— Они… как музыка, — задумчиво сказала Женя.
— Или как знак присутствия здесь того, о чем мы всегда мечтаем, но никогда не увидим, — добавил Никита.
Нил Алексеевич, скрыв острый внимательный взгляд за линзами очков, наблюдал за реакцией своих гостей. И, похоже, остался ею вполне доволен.
— Что ж… каждый тут видит то, чем его душа живет, — задумчиво сказал он и вдруг спохватился. Начал прибирать на столе, перекладывать книги, бумаги… Руки его как будто торопились переключить на себя внимание гостей.
Этот закрытый и сдержанный человек, всю жизнь отдавший Служению с большой буквы, — служению Врубелю, красоте, — никогда не приоткрывал перед малознакомыми своих тайников. Никогда не разглагольствовал о том, что было ему самым дорогим в жизни.
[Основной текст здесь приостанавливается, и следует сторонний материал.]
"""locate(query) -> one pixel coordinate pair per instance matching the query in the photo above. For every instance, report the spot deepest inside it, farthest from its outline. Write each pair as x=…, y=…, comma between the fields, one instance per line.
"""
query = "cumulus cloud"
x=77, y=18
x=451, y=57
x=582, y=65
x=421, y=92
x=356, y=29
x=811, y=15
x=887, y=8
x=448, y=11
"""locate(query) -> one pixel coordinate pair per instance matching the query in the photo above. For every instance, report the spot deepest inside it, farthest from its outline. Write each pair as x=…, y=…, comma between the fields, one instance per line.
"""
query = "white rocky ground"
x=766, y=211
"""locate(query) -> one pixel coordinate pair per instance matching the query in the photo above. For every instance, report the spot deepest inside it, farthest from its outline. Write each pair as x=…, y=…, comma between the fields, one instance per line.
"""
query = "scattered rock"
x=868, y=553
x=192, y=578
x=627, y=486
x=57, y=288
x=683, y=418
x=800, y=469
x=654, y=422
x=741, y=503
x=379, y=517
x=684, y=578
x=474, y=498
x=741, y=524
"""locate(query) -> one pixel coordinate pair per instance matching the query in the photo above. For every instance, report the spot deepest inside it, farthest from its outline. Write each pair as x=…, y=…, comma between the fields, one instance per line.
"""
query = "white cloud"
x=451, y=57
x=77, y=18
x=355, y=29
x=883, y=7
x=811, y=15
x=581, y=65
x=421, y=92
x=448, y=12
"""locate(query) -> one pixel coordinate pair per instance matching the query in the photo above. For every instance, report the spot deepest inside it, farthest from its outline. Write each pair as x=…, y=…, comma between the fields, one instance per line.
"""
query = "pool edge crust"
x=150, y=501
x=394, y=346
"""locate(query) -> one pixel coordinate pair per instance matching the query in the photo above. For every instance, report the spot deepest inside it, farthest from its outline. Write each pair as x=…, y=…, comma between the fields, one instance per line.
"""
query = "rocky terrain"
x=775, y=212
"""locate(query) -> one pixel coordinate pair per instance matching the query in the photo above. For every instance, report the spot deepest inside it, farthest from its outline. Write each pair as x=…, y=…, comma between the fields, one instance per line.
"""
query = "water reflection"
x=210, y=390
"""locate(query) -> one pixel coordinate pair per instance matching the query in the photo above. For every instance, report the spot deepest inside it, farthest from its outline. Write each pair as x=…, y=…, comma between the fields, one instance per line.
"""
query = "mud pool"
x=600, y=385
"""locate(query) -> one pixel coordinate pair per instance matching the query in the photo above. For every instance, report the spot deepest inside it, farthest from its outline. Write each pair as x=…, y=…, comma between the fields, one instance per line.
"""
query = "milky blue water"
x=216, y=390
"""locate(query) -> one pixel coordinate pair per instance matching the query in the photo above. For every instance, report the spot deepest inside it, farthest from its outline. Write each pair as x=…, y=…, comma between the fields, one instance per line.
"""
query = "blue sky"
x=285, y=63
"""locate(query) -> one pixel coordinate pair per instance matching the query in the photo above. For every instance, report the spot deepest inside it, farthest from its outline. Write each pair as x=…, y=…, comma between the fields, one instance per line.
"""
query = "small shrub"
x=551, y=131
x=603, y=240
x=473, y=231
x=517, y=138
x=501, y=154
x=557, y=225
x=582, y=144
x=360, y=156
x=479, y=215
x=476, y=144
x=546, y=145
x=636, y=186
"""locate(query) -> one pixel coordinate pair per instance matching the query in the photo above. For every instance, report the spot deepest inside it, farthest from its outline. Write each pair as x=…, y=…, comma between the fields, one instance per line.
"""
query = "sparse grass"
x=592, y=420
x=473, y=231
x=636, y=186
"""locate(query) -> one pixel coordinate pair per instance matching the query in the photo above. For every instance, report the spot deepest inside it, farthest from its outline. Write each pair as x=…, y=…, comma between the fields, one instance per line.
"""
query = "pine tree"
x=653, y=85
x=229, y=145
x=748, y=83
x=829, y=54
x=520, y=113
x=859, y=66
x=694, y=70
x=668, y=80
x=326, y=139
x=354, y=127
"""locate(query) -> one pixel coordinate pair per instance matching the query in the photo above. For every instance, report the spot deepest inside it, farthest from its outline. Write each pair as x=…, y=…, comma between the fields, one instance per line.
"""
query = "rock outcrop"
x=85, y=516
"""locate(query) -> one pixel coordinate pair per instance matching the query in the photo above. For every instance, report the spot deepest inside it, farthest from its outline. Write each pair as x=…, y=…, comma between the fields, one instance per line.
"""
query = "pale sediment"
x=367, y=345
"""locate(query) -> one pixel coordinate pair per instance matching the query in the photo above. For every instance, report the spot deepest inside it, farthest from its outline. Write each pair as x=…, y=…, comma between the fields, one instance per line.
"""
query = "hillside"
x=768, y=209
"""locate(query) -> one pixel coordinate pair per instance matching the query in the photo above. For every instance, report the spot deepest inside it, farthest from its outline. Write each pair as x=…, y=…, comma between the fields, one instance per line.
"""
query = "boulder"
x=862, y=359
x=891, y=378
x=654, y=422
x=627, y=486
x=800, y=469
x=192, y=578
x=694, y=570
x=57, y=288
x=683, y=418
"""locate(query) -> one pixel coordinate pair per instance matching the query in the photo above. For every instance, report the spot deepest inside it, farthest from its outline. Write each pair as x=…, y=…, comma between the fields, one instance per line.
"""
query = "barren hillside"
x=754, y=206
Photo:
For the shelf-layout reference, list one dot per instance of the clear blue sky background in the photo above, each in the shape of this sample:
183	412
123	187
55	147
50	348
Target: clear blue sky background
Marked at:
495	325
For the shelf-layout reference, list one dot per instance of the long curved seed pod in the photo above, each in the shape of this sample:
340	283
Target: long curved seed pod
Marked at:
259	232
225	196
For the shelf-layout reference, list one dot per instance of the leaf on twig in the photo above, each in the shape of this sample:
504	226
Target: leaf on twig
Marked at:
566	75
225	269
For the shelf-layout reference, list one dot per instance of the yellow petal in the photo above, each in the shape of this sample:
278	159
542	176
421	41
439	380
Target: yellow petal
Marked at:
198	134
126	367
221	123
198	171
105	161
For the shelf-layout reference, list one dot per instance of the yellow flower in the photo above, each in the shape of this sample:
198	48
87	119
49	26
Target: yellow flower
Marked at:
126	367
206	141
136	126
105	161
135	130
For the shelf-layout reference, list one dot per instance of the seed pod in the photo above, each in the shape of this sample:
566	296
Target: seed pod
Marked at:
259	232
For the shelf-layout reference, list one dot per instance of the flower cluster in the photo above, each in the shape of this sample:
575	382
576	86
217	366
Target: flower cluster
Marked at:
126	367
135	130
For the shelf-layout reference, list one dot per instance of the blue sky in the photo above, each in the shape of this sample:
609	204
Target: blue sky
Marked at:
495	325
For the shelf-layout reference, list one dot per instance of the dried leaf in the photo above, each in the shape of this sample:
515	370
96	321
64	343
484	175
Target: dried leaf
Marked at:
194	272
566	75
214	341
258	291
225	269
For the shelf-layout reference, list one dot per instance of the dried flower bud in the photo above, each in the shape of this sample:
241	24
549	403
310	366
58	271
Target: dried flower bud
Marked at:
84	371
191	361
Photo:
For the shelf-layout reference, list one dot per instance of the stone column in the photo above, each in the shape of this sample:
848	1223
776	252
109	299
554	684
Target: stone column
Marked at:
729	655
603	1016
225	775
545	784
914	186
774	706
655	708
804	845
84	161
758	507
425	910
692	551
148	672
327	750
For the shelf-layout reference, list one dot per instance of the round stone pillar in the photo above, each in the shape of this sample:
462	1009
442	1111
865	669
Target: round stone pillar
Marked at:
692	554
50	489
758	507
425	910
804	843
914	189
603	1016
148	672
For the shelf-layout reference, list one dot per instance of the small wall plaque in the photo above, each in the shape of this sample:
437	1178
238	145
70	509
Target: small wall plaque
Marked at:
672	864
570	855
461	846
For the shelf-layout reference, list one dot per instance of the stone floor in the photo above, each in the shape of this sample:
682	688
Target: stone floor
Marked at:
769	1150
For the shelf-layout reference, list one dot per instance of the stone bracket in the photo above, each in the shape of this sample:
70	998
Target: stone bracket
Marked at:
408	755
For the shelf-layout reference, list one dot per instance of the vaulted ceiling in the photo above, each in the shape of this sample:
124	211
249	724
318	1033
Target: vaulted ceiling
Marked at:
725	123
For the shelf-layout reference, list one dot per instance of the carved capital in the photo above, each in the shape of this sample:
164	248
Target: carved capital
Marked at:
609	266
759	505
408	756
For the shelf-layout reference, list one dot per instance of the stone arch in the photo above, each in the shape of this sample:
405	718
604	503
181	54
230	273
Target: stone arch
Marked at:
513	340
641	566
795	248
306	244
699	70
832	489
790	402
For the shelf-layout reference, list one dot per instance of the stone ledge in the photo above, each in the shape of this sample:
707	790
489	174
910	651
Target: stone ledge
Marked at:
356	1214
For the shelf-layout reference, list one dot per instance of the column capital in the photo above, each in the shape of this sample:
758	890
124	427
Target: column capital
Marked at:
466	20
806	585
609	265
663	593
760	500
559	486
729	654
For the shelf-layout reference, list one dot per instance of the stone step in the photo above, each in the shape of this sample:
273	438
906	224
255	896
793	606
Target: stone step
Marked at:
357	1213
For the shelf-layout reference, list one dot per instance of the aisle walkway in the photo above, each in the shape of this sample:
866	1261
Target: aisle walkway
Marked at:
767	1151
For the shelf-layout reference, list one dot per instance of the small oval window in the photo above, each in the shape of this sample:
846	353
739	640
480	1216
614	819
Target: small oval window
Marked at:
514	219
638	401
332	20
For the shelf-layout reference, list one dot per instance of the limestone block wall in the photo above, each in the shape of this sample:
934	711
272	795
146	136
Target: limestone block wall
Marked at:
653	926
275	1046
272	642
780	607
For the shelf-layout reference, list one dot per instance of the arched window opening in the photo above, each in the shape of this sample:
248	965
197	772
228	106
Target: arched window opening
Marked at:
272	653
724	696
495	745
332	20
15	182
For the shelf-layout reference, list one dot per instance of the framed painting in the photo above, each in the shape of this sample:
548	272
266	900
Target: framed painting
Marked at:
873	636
А тут вдруг проговорился! Немножко, совсем чуть-чуть… Но и это для него было событием из ряда вон, и это вызвало недовольство собой.
Однако, глянув на этих двоих, застывших с кусочками Врубелевской майолики в луче солнца, он вздохнул и… простил себе невольную слабость.
Эти двое, похоже, стоили того, чтобы ради них малость отступить от раз и навсегда заведенных правил. А теперь их следовало накормить, а уж после поговорить. В записке Овечкин просил именно об этом.
— Ну что ж, пошли. Тут я работаю, а теперь покажу вам, как живу…
Нил Алексеевич собрал кое-какие нужные вещи, накинул овчинный тулупчик, опять закурил, и они двинулись. Солнце уж почти скрылось за горизонтом, и земля отгорала в его прощальных лучах.
— Э, погодите-ка… нельзя все ж таки её миновать. Давайте-ка к ней заглянем. Это близко, всего-то минутка.
— А к кому мы заглянем? — с любопытством склонила голову оживленная и похорошевшая Женя. Солнце красноватыми отблесками играло в её золотых волосах.
— К скамье Врубеля. Здесь она — над откосом, над самой кручей стоит.
— Эту скамью Нил Алексеевич всю жизнь реставрировал. Можно сказать, по кусочком её собирал — так мама мне говорила. Это правда, Нил Алексеевич?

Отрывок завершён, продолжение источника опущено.